Dr. Matthew Kaag – So, most patients when they talk about going with a bag, that means an external bag, what we call an ostomy or a stoma. She had an operation, I would imagine, that she had an operation called an ileal conduit, where we take a short piece of the intestine and use it kind of like the gutter on your house. We attach the kidneys to one end and we bring the other end out to the skin, and the urine drains that way. The reconstruction doesn’t dictate so much how the patient does in terms of the cancer not coming back. There’s caveats to that. But I would say that’s in general a safe thing to say. It’s really a question of how is the cancer dealt with, whether it’s radiation or whether it’s surgery. The current gold standard in this country is still surgery. And that is felt to give the patient the best chance of the disease not recurring. So what Amanda had done I would say is is probably, you know, it would be considered gold standard, and it would give her an excellent chance of being disease free.

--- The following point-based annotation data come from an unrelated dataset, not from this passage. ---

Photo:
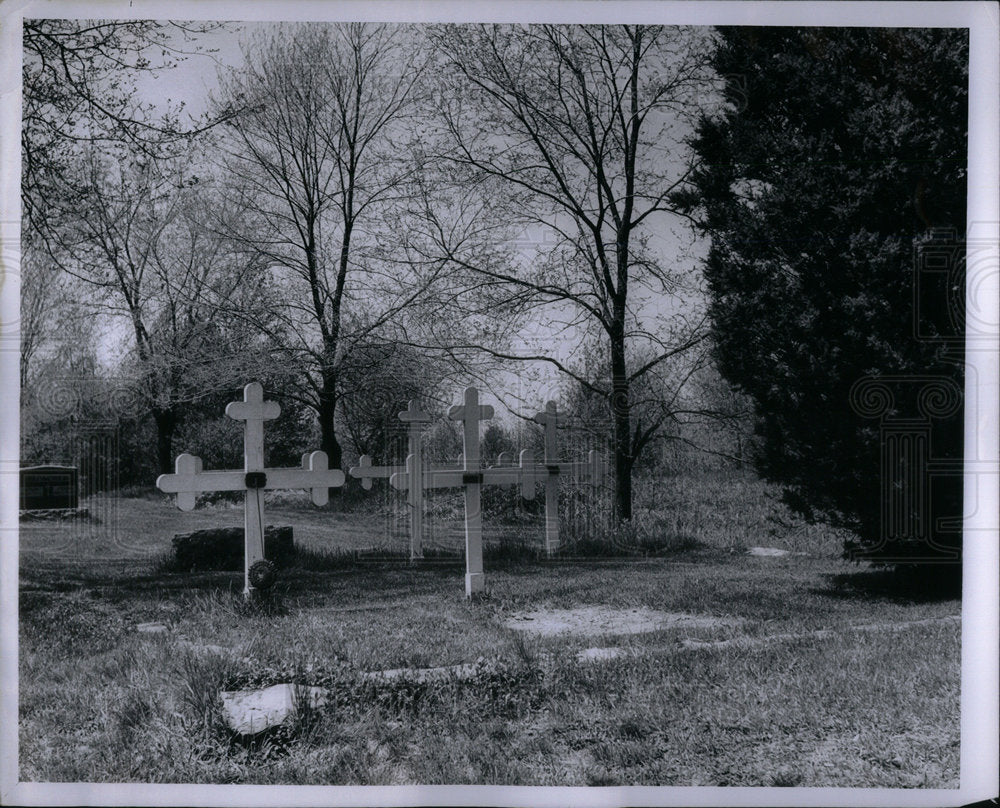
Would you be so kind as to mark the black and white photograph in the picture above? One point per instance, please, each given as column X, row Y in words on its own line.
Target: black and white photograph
column 560, row 403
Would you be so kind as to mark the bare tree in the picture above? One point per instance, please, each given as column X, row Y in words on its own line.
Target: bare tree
column 139, row 243
column 573, row 133
column 318, row 159
column 78, row 83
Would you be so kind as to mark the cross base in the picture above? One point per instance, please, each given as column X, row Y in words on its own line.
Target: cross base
column 475, row 584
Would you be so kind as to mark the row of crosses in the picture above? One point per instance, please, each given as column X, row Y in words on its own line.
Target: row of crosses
column 190, row 479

Scott Gilbert – And when we talk about the likelihood of cancer coming back, does it apply with bladder cancer that some forms of it are more aggressive than others, as we see with other types of cancer?


Dr. Matthew Kaag – Yeah, that’s absolutely true. Fortunately, the really aggressive types tend to be more rare. But there are a couple of subtypes. There’s a neuroendocrine one that mimics some immature neurologic components. The squamous subtype, which looks a little bit like skin cancer under the microscope. Those are bad actors, and we’re really aggressive with how we treat those. But they do have a tendency to come back. Standard run-of-the-mill bladder cancer is I would say moderately aggressive. And that’s evidenced by, you know, the earlier question of how often are we successful, and I said 65 to 70% of the time. Our cure rates aren’t 100%, but we do reasonably well for what is a moderately aggressive cancer.


Scott Gilbert – And so just to bring things back to where we started then, let’s talk, remind people one more time of some of those key symptoms. Blood in the urine is a key one, right?


Dr. Matthew Kaag – Correct. Yeah, that’s the main one. Generally, blood that the patient can see. We will also work up what we call microscopic hematuria. That’s microscopic blood in the urine that the doctor might pick up on like a urine dipstick. But the big one is visible blood in the toilet, often coupled with urinary urgency or urinary frequency where the patient feels like their bladder just doesn’t hold that much anymore. These are all things that should prompt a workup by a urologist.


Scott Gilbert – And as you mentioned, a pretty high success rate in your clinic too, and we’ve got some good success stories. We’ll share at least one of those, a nice video story about one of our patients in the comment section below this Facebook post. And we’ll also share some contact information for the Department of Urology. Because it is safe to say that Penn State Health urologists see patients at Hershey Medical Center, but also on the West shore at Holy Spirit Medical Center, and in Redding at Saint Joseph Medical Center. So, a lot of options for treatment for all things urological across the health system. And a lot of great information today from Dr. Matthew Kaag. Thanks so much, Dr. Kaag, for your time.


Dr. Matthew Kaag – My pleasure, Scott. Thank you.


Scott Gilbert – All right, and thanks so much to all of you for watching Ask Us Anything About Bladder Cancer from Penn State Health.